Frost escreveu um belíssimo poema intitulado “Fire and Ice” (“Fogo e Gelo”) – “Some say the world will end in fire/Some say in ice/From what I’ve tasted of desire/I hold with those who favor fire/But if it had to perish twice/I think I know enough of hate/To say that for destruction ice/Is also great/And would suffice” –, que reproduzo aqui em inglês para que vocês possam degustar, no original, o ritmo e a sonoridade casual dessa obra-prima. De toda sorte, Frost basicamente nos encaminha para duas opiniões antagônicas: o mundo acabará em fogo ou o mundo acabará em gelo. Pelo que ele conhece do desejo e do ódio, Frost aposta no lado dos que preferem o fogo. Mas ele também sabe que, para destruir, o gelo é igualmente estupendo. E suficiente.
Embora esse curto poema, inspirado no canto 32 do “Inferno” (primeira parte da “A Divina Comédia”), de Dante (1265-1321), que mistura as ideias de fogo e gelo, desejo e ódio, seja de 1920, nada tão atual quanto esses versos de Frost.
É claro que eles – falo dos versos de “Fire and Ice” –, como se dá com qualquer literatura, ainda mais com a poesia, podem ser interpretados de diversas maneiras. As principais palavras desse poema – fogo, gelo, desejo e ódio – são aqui aplicadas metaforicamente. E isso nos abre mil e uma trilhas de pensamento. Até porque, li não sei onde, para Frost, a poesia era uma questão de “dizer uma coisa significando outra”.
Primeiramente, “Fire and Ice” reflete um “pessimismo realista” do autor. O mundo que conhecemos, o planeta Terra em que vivemos, provavelmente um dia acabará, de fato, apesar de não sabermos quando. Se Deus quiser, será num futuro ainda muitíssimo distante, embora alguns, agorinha mesmo, insistam em adiantar esse relógio.

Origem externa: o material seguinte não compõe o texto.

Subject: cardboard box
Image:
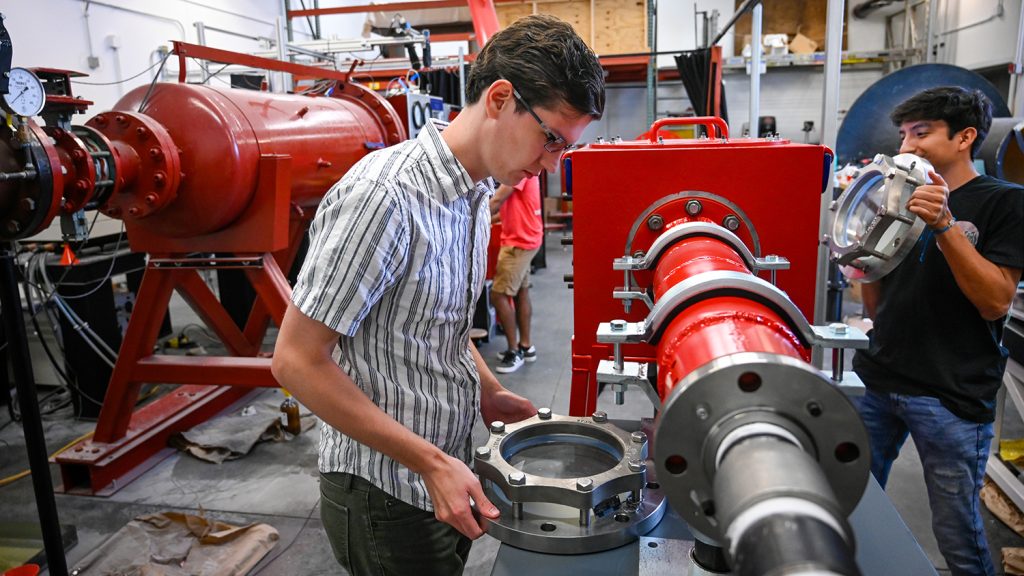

Mas podemos ainda interpretar os termos empregados por Frost liricamente. O fogo seria o desejo; o gelo, o ódio. Desejo e ódio, ambos, se desmesurados, levam à ruína. Doutra banda, o fogo pode ser paixão ou instinto; o gelo, a razão. As paixões e os nossos instintos devem ser controlados. Mas também não se vive, apoucado de sentimentos, apenas da razão. E por aí vai.
De minha parte, trago Robert Frost e seu poema de 1920 para o nosso tempo e, especialmente, para o nosso Brasil de hoje. Vivemos numa era em que muitos desejam o fogo; outros, o gelo. Uma guerra entre ideais supostamente de “esquerda” e de “direita”, se é que ainda podemos usar essas antigas categorias para descrever algo que não é nem minimamente lúcido. Um mundo de “nós contra eles”, como está na moda dizer. Um mundo criado outrora, é verdade, mas perfeitamente mimetizado hoje. Não há moderação. Não há meio termo. Eles, os antagonistas, se odeiam às escancaras. E as pessoas, patologicamente, comemoram até desgraças e mortes, contanto que confirmem suas ideologias, igualmente terríveis, de gelo ou de fogo.
Sinceramente, não sei como o mundo vai acabar. Se no gelo ou com fogo. Mas eu, pelo que experimentei do desejo, pelo que conheço do ódio e por temperamento mesmo, luto para não perecer em qualquer dos dois. Porque tanto faz.